This week’s Briefing is drawn to events that discuss nuclear waste disposal, pollution from shipping and maintaining communications in a crisis.
Today marks the start of Nuclear Waste: The Challenge of Interim Storage and Long Term Disposal.
Taking place in London and organised by the Arena International Events Group, the event will bring together industry experts to explain and assess technological and strategic developments in new build waste management, packaging options and final disposal solutions.
Delegates from industry might be buoyed by fiscal estimates from the Technology Strategy Board which recently valued the global nuclear market at £600bn for new build and £250bn for decommissioning, waste treatment and disposal.
However, before stakeholders can dip their toes in that revenue stream they will discuss issues surrounding interim storage in a way that is acceptable to regulators and the public.
Similarly, plans for the final disposal of all nuclear waste will be under discussion as new sites will need to show they can deal with waste before they start operating.
In May 2008 The Engineer wrote in depth about how Dounreay is now the location for one of the world’s largest, trickiest, nuclear clean-up jobs. Click here to read more.
Still with pollution and the Marine Environment Protection Committee (MEPC) of the International Maritime Organization (IMO) which this week meets to discuss many topics, CO2 control measures being fairly prominent among them.
IMO said in a statement that MEPC is expected to consider the approval of technical and operational measures to reduce CO2 emissions from international shipping – specifically the Energy Efficiency Design Index and the Ship Energy Efficiency Management Plan – as mandatory measures.

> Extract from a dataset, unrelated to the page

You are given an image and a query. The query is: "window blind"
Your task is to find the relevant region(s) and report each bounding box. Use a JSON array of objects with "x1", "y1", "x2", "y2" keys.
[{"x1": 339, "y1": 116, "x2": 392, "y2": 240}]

They meet a few days after Manchester University issued results from research that suggests CO2 emissions produced by UK shipping alone could be up to six times higher than currently calculated.
According to the Manchester University study, the global shipping industry, despite being traditionally viewed as one of the most energy efficient means of transport, releases increasing amounts of harmful emissions into the atmosphere every year.
The University warns that greenhouse gas emissions from international shipping accounts for around three per cent of total global emissions and could be responsible for almost all of the world’s emissions by 2050 if current rates of growth – fuelled by globalisation – continue.
Earlier this year The Engineer looked at how carbon capture and storage could reduce the environmental impact of shipping. Click here to read more.
Our regular readers will be familiar with the ALADDIN (Autonomous Learning Agents for Decentralised Data and Information Networks) research programme, which has developed systems to improve the way emergency services work together during major disasters.
Engineers from Southampton University will today unveil technologies emanating from ALADDIN at a symposium in Farnborough.
During the five-year research project, the project developed three demonstrators which show how ALADDIN algorithms work in disaster response situations.
They include a situational awareness demonstrator involving weather sensors; a disaster rescue simulation, considering how agents could operate and communicate with one another in a disaster scenario like an earthquake; and a building evacuation simulator, involving the use of autonomous agents in a disaster scenario in a tower block or on a boat.
Other notable events this week include the start of the Paris Motor show on October 2. Running until October 17, the show’s website says: ‘The latest generation of vehicles, with zero or low CO2 emissions and green technologies pioneering future “ecomobility”, will be the headliners of the show.’
Still with travel but this time on rails and news that Network Rail will start accepting bids to run the West Coast Main Line on October 1. The franchise has been contracted to Virgin Trains since 1997, in a deal that expires on 31 March 2012.